Autre incident, consécutif aux restrictions. Sur la table du banquet, des miches de pain, des vasques de fruits étaient disposées. Or au moment des prises de vues, je ne retrouvais jamais mon compte de fruits et de miches. Affamés, mes figurants piquaient tout ce qui les tentait. En déplaçant un jour une miche, je la trouvai légère, légère… La retournant, je constatai que toute la mie avait été retirée. Quant aux fruits, afin qu’on ne les touchât plus, je décidai de les piquer au phénol.

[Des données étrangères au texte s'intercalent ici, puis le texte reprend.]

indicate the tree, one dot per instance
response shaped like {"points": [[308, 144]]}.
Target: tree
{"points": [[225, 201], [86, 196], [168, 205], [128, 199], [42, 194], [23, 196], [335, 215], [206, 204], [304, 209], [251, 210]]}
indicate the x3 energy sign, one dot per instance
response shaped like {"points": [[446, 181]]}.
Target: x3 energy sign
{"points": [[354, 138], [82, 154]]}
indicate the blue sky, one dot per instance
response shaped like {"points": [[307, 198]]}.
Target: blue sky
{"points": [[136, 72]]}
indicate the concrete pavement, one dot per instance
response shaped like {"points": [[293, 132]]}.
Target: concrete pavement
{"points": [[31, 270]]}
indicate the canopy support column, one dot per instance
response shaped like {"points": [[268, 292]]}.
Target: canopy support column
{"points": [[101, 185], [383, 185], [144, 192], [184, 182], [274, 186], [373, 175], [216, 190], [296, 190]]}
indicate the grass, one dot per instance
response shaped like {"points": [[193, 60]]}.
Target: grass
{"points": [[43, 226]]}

D’une fenêtre du beau château blanc que j’avais fait édifier, un nain devait se jeter dans le vide, d’une hauteur de plusieurs mètres. Or, ce nain tremblait de frayeur à l’idée de sauter. Pour lui faciliter le saut, je décidai de l’installer sur une balançoire d’où il devait s’élancer dans le vide. Je ne sais ce qui arriva. Malgré toutes les précautions prises, le nain buta de la tête contre le sol, cria « maman » et s’évanouit. On le transporta à l’hôpital. À ceux qui l’y avaient accompagné, je demandai : Alors, comment va-t-il ?
— Il s’est fracturé la cheville, me fut-il répondu.
Je n’ai jamais compris comment, étant tombé sur la tête, mon nain avait pu se fracturer la cheville !
De cet accident, résulta une panique parmi mes nains. Ils prirent la fuite. Je dus partir à la recherche d’autres. Tous ceux qu’on me proposait étaient ou trop grands ou trop petits ou trop gros. Ils devaient aussi savoir chanter. Enfin, je parvins à en rassembler un choix. Je leur distribuai des cagoules, car on ne devait pas voir leur visage. Un jour, en dirigeant les chœurs, je m’aperçus qu’un des choristes chantait faux. Je lui demandai de simplement mimer les paroles. Il ne voulut rien entendre. Vexé, il continua de chanter…
Mes nains m’ont causé bien des soucis. Ils étaient d’une incroyable susceptibilité. Pour un rien, ils en venaient aux mains. Parmi eux, un Arménien et un Turc se flanquaient régulièrement des raclées…
Autre chose, à un moment, j’eus besoin de chevaux. Savez-vous ce que l’on m’envoya ?… Trente chevaux de la garde mobile de Pétain…

— Vous étiez gâté !
Oh ! mais non ! Car ces chevaux étaient de « vieilles vaches ». Ils avaient peur de tout. Peur des armures que portaient les acteurs, peur de l’ours apprivoisé que nous promenions en laisse. Un jour, à sa vue, l’un des chevaux fut pris d’une telle frayeur que nous le retrouvâmes à cinq kilomètres du lieu des prises de vues.
— La présence du « diable », Jules Berry, était certainement pour quelque chose dans vos tribulations ?…
Jules Berry était ravi de jouer le diable. Lui qui n’apprenait jamais son texte sut le sien un mois d’avance. Ce fut un sujet d’étonnement pour Prévert et moi. Seulement, à la minute du tournage, il avait tout oublié ! Et je dus m’y reprendre à vingt fois pour qu’il retrouvât son texte…
Évoquer les incidents qui émaillèrent la réalisation des Visiteurs du soir est visiblement pour Carné un amusement. II rit de bon cœur. On a souvent dit du metteur en scène de Quai des Brumes qu’il avait gardé une prodigieuse jeunesse de cœur et d’esprit. C’est tellement vrai que je n’ai pu m’empêcher de le lui rappeler.
— Ces deux qualités, lui dis-je, sont mieux que la preuve, la garantie de cette sensibilité qui se reflète dans tous vos films.
Carné de répondre :
Tout ce que j’ai pu réaliser à l’écran, tout ce que j’ai pu tenter d’exprimer, c’est ce que je ressens et rien que cela.

Une affirmation qui, en toute certitude, va se vérifier dans Les Fauves et École communale, les deux prochaines réalisations d’un des maîtres incontestés du cinéma français.